As high-level programmers, we can take a lot of things for granted. Things like memory management and portability are problems for some further issues down the food chain. That doesn’t mean that there aren’t certain low-level concepts that still affect our everyday workflow and one of these things, that seems to rear its head more often than others, is the fundamental problem of floating-point arithmetic.
The root of the problem is based in the fact that it is impossible to represent an infinite collection in a finite space. Just like the decimal system has problems representing fractions, such as “⅓”, binary representation must overcome similar obstacles. For instance, the number “2.05” is actually stored as something around “2.04999995” as a floating-point value. What’s more, if you are expecting a specific value, even a simple value by decimal standards, you may be in for a surprise. Try running this statement in PHP:
var_dump( 0.1 + 0.2 == 0.3 );
For those unfamiliar with PHP, this statement is asking “is ‘0.1 + 0.2’ the same as ‘0.3’” and it will print whether it is true or false.
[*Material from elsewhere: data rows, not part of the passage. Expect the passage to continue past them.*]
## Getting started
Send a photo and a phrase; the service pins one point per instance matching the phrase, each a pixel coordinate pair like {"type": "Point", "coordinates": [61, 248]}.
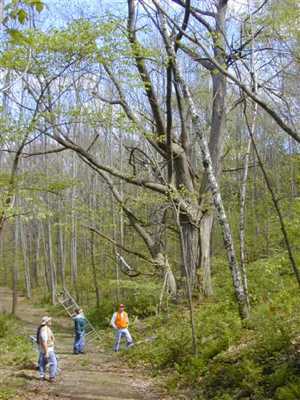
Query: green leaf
{"type": "Point", "coordinates": [22, 16]}
{"type": "Point", "coordinates": [39, 6]}
{"type": "Point", "coordinates": [16, 35]}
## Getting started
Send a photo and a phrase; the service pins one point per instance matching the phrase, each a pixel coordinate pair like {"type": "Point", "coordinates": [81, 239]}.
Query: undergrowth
{"type": "Point", "coordinates": [257, 359]}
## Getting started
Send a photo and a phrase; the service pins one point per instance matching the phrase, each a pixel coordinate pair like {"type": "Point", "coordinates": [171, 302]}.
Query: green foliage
{"type": "Point", "coordinates": [140, 299]}
{"type": "Point", "coordinates": [4, 325]}
{"type": "Point", "coordinates": [15, 349]}
{"type": "Point", "coordinates": [255, 359]}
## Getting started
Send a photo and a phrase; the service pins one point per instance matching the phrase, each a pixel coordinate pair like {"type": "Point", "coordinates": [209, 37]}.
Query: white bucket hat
{"type": "Point", "coordinates": [45, 320]}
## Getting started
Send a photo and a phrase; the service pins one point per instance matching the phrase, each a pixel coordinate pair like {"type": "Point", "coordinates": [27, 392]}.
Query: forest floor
{"type": "Point", "coordinates": [97, 375]}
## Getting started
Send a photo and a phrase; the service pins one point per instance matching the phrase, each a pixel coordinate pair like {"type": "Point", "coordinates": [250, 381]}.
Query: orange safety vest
{"type": "Point", "coordinates": [121, 320]}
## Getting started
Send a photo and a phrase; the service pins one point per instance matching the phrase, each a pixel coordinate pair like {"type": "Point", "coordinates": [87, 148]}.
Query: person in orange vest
{"type": "Point", "coordinates": [120, 322]}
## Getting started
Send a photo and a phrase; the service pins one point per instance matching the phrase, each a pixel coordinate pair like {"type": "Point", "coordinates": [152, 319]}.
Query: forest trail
{"type": "Point", "coordinates": [96, 375]}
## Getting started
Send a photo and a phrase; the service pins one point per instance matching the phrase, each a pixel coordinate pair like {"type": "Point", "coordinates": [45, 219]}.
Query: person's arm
{"type": "Point", "coordinates": [113, 320]}
{"type": "Point", "coordinates": [77, 325]}
{"type": "Point", "coordinates": [44, 341]}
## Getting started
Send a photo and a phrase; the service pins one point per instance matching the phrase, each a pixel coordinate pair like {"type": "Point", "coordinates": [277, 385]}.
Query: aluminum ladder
{"type": "Point", "coordinates": [69, 304]}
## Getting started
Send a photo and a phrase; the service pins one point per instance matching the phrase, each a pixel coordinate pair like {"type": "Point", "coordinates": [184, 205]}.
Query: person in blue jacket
{"type": "Point", "coordinates": [79, 330]}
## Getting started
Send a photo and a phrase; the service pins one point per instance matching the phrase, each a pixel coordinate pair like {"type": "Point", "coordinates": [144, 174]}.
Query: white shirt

You may, or may not by this point, be surprised to find out that the above statement will return a false result. Why? Well, let’s consider a standard 32-bit floating-point number which uses 1 bit to hold the sign of the number (positive or negative), 8 bits to hold the exponent and the remaining 23 bits to hold the mantissa (the base number). Without going into a full decimal to binary conversion tutorial, I’ll tell you that the two closest values to 2.05 that can be represented are 2.0499999523162841796875 and 2.05000019073486328125.
In many everyday calculations, this lack of precision goes unnoticed, along with the fact that some languages have built-in features to help address it, but there are times when it can become particularly troublesome. One is in something like the “0.1 + 0.2” example, cases in which we are testing for very specific values based on arithmetic.
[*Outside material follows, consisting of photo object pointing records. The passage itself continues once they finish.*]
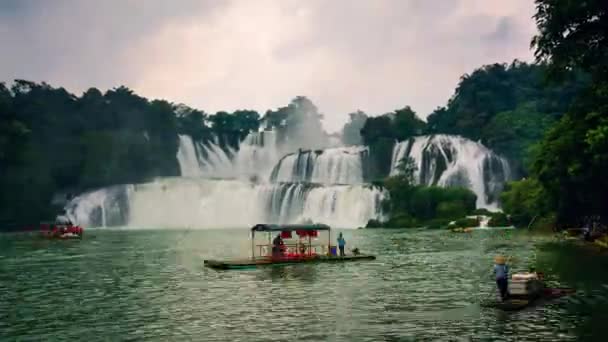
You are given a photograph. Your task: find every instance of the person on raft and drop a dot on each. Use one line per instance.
(501, 270)
(277, 246)
(341, 244)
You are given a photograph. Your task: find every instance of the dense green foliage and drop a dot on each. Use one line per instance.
(298, 124)
(568, 166)
(507, 107)
(524, 200)
(52, 141)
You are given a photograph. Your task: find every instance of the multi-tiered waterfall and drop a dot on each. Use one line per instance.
(259, 183)
(265, 182)
(447, 160)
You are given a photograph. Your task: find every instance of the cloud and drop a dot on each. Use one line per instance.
(345, 55)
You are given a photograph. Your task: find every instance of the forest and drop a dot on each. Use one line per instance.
(549, 118)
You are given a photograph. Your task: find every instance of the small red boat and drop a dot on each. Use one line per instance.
(62, 228)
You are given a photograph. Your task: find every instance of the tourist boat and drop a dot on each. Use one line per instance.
(302, 251)
(63, 230)
(527, 289)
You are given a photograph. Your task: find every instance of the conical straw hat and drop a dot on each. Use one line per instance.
(499, 259)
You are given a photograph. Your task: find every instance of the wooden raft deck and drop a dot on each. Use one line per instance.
(264, 261)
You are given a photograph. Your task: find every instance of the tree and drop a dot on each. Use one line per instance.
(574, 34)
(351, 132)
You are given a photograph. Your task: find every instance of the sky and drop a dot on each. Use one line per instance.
(345, 55)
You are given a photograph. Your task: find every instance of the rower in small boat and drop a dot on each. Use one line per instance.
(501, 271)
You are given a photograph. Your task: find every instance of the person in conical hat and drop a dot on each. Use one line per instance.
(501, 270)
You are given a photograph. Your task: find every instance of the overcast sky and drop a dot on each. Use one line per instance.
(371, 55)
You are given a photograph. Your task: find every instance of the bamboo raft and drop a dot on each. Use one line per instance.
(262, 261)
(300, 253)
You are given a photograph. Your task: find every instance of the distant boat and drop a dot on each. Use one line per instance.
(62, 229)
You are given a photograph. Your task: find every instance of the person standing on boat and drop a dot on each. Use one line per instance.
(501, 270)
(341, 244)
(277, 246)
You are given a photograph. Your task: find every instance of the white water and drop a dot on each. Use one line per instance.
(203, 203)
(257, 155)
(198, 159)
(446, 160)
(340, 165)
(315, 186)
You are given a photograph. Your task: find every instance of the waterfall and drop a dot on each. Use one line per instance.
(208, 159)
(340, 165)
(187, 157)
(257, 155)
(446, 160)
(205, 203)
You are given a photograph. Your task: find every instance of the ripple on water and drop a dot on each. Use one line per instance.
(151, 285)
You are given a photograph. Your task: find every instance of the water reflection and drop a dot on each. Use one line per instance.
(424, 285)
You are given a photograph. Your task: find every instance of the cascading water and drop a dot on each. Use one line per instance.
(323, 186)
(446, 160)
(208, 159)
(205, 203)
(257, 154)
(341, 165)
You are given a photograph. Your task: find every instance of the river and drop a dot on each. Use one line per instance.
(146, 284)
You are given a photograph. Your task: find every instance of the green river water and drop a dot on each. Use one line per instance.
(144, 284)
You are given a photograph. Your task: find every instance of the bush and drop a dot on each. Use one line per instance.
(465, 223)
(499, 220)
(437, 223)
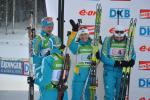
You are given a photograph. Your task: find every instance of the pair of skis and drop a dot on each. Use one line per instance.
(93, 67)
(125, 80)
(31, 35)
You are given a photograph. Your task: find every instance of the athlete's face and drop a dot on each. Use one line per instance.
(84, 37)
(48, 29)
(119, 35)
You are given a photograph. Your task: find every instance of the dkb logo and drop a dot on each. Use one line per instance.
(144, 82)
(124, 13)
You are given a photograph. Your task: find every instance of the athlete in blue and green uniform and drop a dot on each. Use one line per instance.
(51, 71)
(41, 46)
(80, 45)
(112, 56)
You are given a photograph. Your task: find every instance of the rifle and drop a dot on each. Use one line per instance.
(30, 78)
(96, 45)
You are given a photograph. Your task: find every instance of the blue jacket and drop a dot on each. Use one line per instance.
(107, 61)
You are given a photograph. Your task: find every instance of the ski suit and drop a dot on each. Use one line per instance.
(40, 48)
(51, 68)
(81, 70)
(112, 51)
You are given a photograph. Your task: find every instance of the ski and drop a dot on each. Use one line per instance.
(96, 43)
(30, 79)
(125, 80)
(62, 86)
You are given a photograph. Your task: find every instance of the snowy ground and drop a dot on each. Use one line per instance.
(15, 87)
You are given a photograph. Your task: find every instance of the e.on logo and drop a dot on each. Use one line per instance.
(144, 65)
(87, 12)
(145, 13)
(144, 98)
(144, 48)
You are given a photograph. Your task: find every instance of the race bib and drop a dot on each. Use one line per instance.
(118, 52)
(83, 58)
(56, 75)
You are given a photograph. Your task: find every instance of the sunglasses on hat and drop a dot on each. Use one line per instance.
(121, 32)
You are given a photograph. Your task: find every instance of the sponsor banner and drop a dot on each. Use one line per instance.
(144, 48)
(90, 28)
(144, 65)
(26, 68)
(144, 31)
(144, 98)
(144, 83)
(85, 12)
(145, 13)
(124, 13)
(15, 67)
(120, 0)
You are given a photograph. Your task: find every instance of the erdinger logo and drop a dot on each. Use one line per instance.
(90, 28)
(144, 98)
(84, 12)
(144, 48)
(145, 13)
(124, 13)
(144, 65)
(145, 30)
(144, 82)
(120, 0)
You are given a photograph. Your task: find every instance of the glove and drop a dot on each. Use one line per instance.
(97, 55)
(47, 53)
(131, 63)
(75, 26)
(93, 63)
(125, 63)
(117, 63)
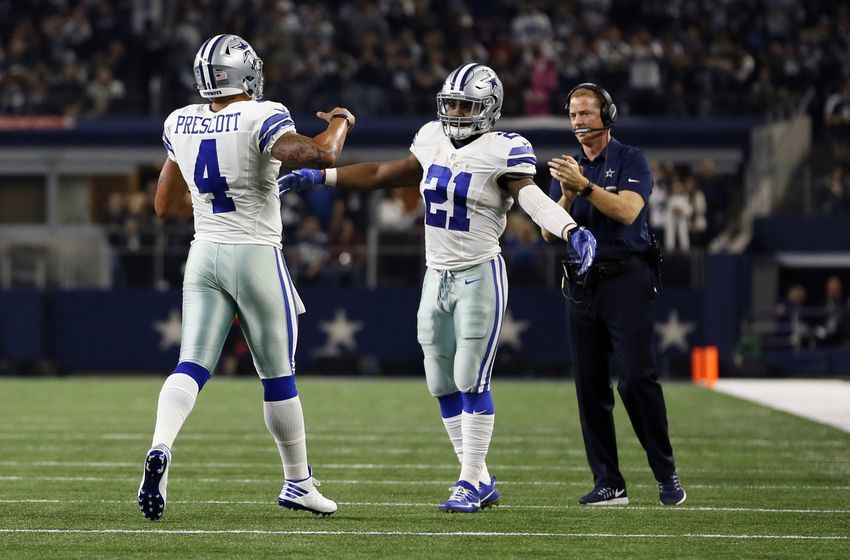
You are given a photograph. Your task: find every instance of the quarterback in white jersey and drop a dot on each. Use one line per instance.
(469, 177)
(223, 161)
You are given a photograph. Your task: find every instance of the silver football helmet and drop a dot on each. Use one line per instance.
(227, 65)
(476, 85)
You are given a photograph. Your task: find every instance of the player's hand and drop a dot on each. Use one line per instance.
(583, 244)
(349, 116)
(299, 180)
(567, 171)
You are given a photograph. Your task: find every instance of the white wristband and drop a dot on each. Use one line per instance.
(330, 176)
(545, 212)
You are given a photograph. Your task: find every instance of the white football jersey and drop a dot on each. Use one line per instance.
(465, 209)
(225, 157)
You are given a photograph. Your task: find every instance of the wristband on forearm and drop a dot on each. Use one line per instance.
(330, 176)
(342, 116)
Another is in situations in which we calculate things that involve many different values and large quantities, especially using multiplication and division. For instance, a business that sells items by size, such as fabric or other raw materials, may choose to set prices based on size and/or weight. Combine these calculations with quantity discounts, coupons, tax and shipping calculations and you’ll find that every new calculation increases the margin of error of our result.
So what do we do? Well, 9 times out of 10, we work with it. We try to be proactive and recognize situations in which compounded arithmetic results might lead to a significant loss of accuracy. We choose to round our calculations at certain points, so we can re-establish precision. We do comparisons using ranges and “greater than” or “less than” instead of strict equality.
Of course, developers have also come up with solutions that have been built into many of the most common programming languages, such as PHP’s, GMP and BC math functions. These solutions come with a performance cost, but such are the compromises we make as programmers.